Tori Piccin: It’s such a good point. It’s also, don’t get so overwhelmed and think too much about BFCM holidays like, “What can I do specifically now?” Your brand is the most important part of everything you’re doing and staying true to your brand is what really helps you reach the right audiences and the right people for you and your company and your products and your services. So I mean, we can talk about that a bit, but the brand piece is so, so important for online founders to not forget about.
Caitlin Postel: I’m excited to hear some of the strategies. Let’s transition away from this doom and gloom. We had that little thing called COVID. Okay, so we got slammed with the global pandemic, economic downturn, so let’s find that silver lining. I think it is exciting and I’m anxious to hear some of those bright spots that brands can really thrive instead of getting stuck on those negative mindsets that were drilled into our brain when watching the news headlines.
Brian Weinstein: Well, so let me ask a question there too, because we do have a little bit of an economic downturn that’s coming, whether hopefully it’s shallow because that’s what I’m reading and hearing. But just curious too, I mean there are brands out there that are probably sitting on a lot of inventory, and what do you do to offload that inventory while maintaining the integrity and standards of your brand? Yeah, that’s got to be an interesting play. Right?
Elana Ostrega: Right. And your financials, right?
Brian Weinstein: Right.
Elana Ostrega: I think Tori and I were talking earlier about this time being the mindset of discounting, discounting everything, going ahead and thinking I’m just going to do 20% off, 30% off. And that’s a really easy solution when you think, “Oh, I’m holding so much inventory, I’ve got to offload it. So, let me think about discounting this 20, 30% off.” Oftentimes I think that can be a really good solution, but I think going back to the brand
Oftentimes, I think that can be a really good solution. But I think going back to the brand point, is it the right thing for your brand to start slashing those prices and to start thinking through all of those discounts. And I think it’s not always the right thing to stay true to your brand to do that. And so I think in order to think through and facilitate the best outcomes, you really have to think about the discounts alongside some of the other sort of social aspects, community aspects that you can think through.

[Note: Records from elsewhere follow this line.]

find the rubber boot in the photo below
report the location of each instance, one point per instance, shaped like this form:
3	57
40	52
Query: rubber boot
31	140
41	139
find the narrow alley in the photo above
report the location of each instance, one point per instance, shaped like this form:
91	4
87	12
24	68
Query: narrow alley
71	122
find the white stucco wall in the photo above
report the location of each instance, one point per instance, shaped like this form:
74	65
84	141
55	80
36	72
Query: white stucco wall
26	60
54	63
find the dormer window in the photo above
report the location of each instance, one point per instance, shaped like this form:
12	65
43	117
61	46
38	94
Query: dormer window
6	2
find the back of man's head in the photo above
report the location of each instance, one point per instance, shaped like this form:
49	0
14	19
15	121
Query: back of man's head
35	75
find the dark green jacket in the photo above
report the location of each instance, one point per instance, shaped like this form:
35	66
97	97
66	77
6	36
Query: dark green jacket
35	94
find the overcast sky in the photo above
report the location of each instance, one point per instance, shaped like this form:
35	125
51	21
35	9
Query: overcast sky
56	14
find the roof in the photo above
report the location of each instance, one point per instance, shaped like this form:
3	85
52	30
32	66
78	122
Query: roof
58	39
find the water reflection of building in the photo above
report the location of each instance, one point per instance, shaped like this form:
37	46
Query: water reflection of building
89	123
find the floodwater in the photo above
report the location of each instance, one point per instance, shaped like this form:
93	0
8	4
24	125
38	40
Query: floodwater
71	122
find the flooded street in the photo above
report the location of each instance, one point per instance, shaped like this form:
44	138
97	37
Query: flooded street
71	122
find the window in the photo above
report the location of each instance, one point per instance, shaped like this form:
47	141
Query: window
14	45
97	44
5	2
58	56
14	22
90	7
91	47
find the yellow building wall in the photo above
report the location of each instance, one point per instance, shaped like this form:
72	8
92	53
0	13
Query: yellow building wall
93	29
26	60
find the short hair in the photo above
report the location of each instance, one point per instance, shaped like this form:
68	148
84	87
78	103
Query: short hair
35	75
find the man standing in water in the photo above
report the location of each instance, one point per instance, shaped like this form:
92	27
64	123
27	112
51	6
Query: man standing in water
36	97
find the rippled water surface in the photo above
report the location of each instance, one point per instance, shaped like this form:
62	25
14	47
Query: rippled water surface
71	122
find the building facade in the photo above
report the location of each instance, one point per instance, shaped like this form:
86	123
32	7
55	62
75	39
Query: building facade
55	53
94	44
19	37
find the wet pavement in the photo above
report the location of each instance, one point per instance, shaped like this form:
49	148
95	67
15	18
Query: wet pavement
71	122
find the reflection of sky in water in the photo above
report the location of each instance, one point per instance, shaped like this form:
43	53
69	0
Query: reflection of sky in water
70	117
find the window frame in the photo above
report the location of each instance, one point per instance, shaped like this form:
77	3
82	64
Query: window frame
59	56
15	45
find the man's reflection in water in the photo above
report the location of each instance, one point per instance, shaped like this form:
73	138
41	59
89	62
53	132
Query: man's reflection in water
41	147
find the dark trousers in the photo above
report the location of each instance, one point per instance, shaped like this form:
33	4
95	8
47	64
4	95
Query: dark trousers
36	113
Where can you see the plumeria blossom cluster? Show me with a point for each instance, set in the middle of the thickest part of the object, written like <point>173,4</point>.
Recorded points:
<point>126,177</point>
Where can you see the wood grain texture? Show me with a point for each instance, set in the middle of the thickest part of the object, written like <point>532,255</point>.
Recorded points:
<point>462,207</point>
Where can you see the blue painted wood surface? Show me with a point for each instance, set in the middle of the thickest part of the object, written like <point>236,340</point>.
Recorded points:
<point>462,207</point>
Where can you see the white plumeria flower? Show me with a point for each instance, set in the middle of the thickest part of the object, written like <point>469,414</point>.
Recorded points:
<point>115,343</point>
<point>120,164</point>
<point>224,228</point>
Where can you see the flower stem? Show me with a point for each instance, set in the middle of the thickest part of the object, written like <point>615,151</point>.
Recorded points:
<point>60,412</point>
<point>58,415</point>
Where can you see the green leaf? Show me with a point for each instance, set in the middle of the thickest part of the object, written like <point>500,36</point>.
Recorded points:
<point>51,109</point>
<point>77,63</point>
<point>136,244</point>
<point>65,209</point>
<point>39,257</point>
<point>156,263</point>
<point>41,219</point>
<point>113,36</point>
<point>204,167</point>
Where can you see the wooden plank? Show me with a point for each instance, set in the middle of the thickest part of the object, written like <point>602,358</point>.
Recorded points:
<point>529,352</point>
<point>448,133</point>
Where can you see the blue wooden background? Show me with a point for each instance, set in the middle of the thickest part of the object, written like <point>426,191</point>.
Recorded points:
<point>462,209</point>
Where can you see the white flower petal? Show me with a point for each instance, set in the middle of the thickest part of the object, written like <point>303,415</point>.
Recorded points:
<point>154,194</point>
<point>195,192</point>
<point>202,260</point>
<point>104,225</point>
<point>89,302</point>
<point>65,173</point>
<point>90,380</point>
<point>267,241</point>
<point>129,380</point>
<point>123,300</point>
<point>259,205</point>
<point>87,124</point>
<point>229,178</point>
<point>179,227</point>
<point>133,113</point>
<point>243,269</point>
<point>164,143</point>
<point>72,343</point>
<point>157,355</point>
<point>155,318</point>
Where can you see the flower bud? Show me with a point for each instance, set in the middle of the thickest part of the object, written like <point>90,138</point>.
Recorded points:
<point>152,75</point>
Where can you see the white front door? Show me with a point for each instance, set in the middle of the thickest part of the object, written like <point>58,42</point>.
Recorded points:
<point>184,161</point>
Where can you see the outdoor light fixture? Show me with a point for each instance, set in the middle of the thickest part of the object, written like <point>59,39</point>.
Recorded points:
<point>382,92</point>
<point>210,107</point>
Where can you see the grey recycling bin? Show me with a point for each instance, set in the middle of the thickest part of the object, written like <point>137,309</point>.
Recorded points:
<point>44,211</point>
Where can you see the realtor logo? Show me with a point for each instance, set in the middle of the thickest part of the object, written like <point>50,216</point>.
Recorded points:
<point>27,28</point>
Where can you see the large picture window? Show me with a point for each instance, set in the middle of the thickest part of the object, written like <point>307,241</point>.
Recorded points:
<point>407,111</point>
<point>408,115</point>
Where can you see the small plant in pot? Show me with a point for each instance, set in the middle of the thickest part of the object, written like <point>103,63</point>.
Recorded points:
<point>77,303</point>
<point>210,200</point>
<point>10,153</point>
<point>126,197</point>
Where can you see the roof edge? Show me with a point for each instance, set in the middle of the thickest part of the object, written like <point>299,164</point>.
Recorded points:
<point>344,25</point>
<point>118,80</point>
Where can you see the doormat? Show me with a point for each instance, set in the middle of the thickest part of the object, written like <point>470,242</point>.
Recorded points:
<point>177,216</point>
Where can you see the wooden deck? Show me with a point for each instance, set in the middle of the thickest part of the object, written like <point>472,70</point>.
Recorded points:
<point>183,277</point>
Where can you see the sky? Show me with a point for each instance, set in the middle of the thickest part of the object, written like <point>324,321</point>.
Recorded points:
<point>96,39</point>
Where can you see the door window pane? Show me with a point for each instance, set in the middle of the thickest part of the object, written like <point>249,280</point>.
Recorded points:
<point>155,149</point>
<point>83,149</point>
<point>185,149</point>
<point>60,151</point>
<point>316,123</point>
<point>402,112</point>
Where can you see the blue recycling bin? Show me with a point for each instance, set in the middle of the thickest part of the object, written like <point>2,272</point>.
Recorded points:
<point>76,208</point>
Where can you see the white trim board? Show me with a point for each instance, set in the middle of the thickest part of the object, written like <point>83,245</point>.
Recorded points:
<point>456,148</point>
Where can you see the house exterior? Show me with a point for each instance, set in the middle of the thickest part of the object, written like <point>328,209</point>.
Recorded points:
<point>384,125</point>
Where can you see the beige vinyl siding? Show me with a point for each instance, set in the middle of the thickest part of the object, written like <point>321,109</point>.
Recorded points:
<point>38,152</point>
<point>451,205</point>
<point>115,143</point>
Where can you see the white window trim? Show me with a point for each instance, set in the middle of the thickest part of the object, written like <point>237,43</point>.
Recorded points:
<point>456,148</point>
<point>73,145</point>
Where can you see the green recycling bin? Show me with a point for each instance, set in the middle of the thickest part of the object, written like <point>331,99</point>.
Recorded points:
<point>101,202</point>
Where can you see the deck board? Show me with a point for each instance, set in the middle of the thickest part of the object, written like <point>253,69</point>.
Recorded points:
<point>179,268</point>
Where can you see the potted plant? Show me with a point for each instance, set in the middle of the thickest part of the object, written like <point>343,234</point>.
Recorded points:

Tori Piccin: Yeah. Totally. It’s like, especially if you’re sitting on a ton of product, there’s things like capitalize on those site traffic you’re going to be getting during BFCM in the holiday season. And I was talking to a founder the other day and what they’re doing is new product launches each day of the sale. So they’ll have discounted products, but they’re actually going to just be launching new products at full price, kind of like this incentive, the surprise and delight. And maybe the shopper will use a free shipping code or they’ll get another product at discount, but they want to try the new product too.
And they’ve had a lot of success with this. Another really, really awesome example is Solo Wave, which I don’t know if you know what Solo Wave is. Essentially it’s like red light and blue light therapy for skincare. They’re doing a buy one, get one sale right now and their average order value, it’s like $250. So it’s buy one, get one. You’re literally getting a product at $200 plus a free product at the same price point. And I’ve purchased twice now.
Brian Weinstein: Wow.
Tori Piccin: I’ve never purchased from them before.

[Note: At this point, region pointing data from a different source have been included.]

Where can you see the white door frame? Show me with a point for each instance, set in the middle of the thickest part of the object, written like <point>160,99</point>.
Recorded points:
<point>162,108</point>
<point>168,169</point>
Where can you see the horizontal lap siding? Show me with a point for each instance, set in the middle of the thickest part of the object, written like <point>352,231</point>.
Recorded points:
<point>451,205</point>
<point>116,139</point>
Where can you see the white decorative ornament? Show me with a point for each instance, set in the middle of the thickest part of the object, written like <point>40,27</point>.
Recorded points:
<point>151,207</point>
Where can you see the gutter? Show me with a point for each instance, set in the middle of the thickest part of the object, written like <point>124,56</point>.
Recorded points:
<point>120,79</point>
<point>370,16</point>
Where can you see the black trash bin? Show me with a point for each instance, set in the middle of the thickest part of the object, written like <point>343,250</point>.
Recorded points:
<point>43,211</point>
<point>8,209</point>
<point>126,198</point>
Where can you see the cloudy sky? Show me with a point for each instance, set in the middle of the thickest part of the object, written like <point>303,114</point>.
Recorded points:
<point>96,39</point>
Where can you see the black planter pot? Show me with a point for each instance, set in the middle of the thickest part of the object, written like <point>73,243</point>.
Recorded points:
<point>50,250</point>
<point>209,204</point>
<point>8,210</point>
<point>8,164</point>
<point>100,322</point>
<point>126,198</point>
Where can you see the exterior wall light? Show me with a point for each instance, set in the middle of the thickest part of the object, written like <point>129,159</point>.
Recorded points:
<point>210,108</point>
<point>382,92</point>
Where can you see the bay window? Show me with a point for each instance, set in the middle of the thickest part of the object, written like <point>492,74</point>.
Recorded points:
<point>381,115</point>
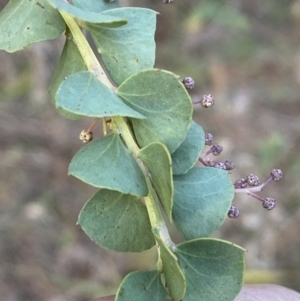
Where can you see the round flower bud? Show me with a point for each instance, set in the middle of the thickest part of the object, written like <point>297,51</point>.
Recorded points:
<point>188,83</point>
<point>276,174</point>
<point>252,180</point>
<point>207,101</point>
<point>216,149</point>
<point>220,165</point>
<point>85,136</point>
<point>268,203</point>
<point>210,162</point>
<point>233,212</point>
<point>208,139</point>
<point>241,183</point>
<point>229,165</point>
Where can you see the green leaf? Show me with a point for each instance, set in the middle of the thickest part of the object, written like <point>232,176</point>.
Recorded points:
<point>186,156</point>
<point>106,163</point>
<point>201,201</point>
<point>83,94</point>
<point>24,22</point>
<point>158,160</point>
<point>142,286</point>
<point>213,269</point>
<point>175,280</point>
<point>128,49</point>
<point>70,62</point>
<point>86,16</point>
<point>117,221</point>
<point>95,6</point>
<point>163,99</point>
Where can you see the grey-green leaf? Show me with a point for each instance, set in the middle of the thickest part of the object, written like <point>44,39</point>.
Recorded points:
<point>107,163</point>
<point>70,62</point>
<point>142,286</point>
<point>117,221</point>
<point>186,156</point>
<point>162,98</point>
<point>213,269</point>
<point>202,199</point>
<point>128,49</point>
<point>24,22</point>
<point>175,280</point>
<point>95,6</point>
<point>86,16</point>
<point>83,94</point>
<point>158,160</point>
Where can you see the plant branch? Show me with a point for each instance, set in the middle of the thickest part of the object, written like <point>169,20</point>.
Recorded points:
<point>157,223</point>
<point>86,52</point>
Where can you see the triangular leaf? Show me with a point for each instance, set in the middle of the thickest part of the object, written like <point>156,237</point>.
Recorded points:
<point>186,156</point>
<point>107,163</point>
<point>142,286</point>
<point>158,160</point>
<point>83,94</point>
<point>24,22</point>
<point>201,201</point>
<point>86,16</point>
<point>130,48</point>
<point>70,62</point>
<point>117,221</point>
<point>95,6</point>
<point>213,269</point>
<point>162,98</point>
<point>175,280</point>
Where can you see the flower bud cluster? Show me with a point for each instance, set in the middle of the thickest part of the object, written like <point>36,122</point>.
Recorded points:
<point>86,136</point>
<point>250,185</point>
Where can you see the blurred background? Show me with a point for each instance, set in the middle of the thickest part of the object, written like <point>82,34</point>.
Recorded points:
<point>247,55</point>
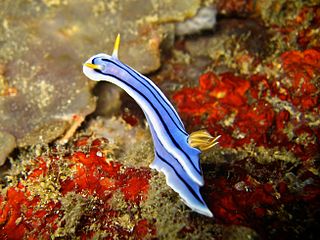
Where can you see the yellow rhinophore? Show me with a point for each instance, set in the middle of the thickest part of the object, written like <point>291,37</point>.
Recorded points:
<point>202,140</point>
<point>116,47</point>
<point>93,66</point>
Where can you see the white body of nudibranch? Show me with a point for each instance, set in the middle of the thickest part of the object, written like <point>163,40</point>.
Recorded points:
<point>175,154</point>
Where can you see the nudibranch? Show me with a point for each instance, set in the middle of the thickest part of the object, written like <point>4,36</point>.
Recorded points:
<point>176,152</point>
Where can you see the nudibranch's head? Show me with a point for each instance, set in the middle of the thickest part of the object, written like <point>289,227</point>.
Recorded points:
<point>96,65</point>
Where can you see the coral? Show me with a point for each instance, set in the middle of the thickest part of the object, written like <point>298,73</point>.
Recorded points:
<point>270,132</point>
<point>258,110</point>
<point>75,193</point>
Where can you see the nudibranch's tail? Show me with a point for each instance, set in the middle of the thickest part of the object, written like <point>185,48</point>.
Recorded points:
<point>181,183</point>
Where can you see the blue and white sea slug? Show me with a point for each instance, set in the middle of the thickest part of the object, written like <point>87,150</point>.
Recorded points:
<point>176,152</point>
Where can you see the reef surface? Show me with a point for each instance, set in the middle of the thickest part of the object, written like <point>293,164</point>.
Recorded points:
<point>254,79</point>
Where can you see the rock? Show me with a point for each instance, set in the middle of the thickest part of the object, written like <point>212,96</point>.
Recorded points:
<point>7,144</point>
<point>44,43</point>
<point>205,19</point>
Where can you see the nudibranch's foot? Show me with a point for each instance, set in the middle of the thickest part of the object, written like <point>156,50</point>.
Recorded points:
<point>202,140</point>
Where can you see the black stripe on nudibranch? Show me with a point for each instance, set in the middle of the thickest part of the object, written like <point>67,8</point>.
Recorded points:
<point>155,94</point>
<point>158,114</point>
<point>180,177</point>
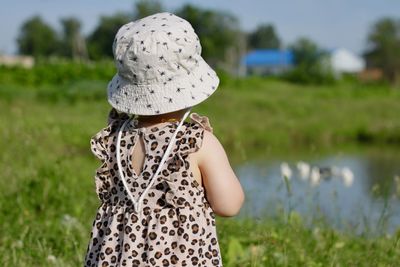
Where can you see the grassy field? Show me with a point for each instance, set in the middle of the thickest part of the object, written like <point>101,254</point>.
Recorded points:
<point>47,189</point>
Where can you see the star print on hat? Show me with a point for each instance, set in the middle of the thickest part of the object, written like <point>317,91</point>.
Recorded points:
<point>160,68</point>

Caitlin Postel: Are you giving these out? What’s up? How do we get on your friend list?
Elana Ostrega: I think she’s working for them on the side.
Caitlin Postel: A shameless, well it’s not a plug if it’s someone else I guess, but all right. It’s Solo Wave.

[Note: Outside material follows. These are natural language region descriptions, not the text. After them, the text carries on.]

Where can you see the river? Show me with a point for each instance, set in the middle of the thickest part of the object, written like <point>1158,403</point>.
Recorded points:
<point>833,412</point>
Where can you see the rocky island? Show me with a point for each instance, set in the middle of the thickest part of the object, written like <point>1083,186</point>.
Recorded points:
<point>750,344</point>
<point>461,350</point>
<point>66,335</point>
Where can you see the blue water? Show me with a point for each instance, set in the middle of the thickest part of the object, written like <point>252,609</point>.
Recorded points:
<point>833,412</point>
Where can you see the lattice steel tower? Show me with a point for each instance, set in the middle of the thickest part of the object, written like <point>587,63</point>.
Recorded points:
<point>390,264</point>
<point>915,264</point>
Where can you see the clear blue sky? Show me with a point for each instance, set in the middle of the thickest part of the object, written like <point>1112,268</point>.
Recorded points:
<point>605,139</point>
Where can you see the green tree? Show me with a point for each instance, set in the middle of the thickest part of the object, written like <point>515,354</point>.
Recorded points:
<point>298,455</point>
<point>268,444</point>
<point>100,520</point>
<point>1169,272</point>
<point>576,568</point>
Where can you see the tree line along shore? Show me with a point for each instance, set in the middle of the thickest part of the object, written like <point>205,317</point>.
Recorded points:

Tori Piccin: It’s my Christmas, my holiday gift for my family, my sister-in-law. Like it’s such an incredible sale and I don’t think I would’ve purchased twice now in the past month any other time of the year without this. So I think there’s some really incredible ways you can be using your products, especially if you’re sitting on a lot of it, to really drive new customers and repeat customers like me.
Elana Ostrega: Yeah. 100%. I also think you have to encourage people through your social channels right now to understand leading up to Black Friday what is actually going to happen. So speaking to the buy one, get one or the deal a day, I think people forget that Black Friday is not just one day and Cyber Monday is not-
Brian Weinstein: Right.
Elana Ostrega: Just one day. There is this full amount of time leading up to Black Friday that is super important and often will be your opportunity to break through the noise. So in the seven, 14 days leading up to Black Friday, you can tease at different promotions you’re going to have, you can talk about different products that you’re going to be launching and you got to build that momentum. People want to see what you’re about to do. They get so excited, they’re like, well, what are they launching? What’s happening? There’s 10 more days. There’s nine more days. There’s eight more days. People love the anticipation. And so I think using this time leading up to Black Friday to start those promotions via your socials, using your email marketing to the best of your abilities, trying to get more people to also subscribe during this time so that on the days of Black Friday and Cyber Monday you are actually emailing them and you’ve started to build up this acquisition list prior to. I think that’s a really big impactful thing that people don’t necessarily think about.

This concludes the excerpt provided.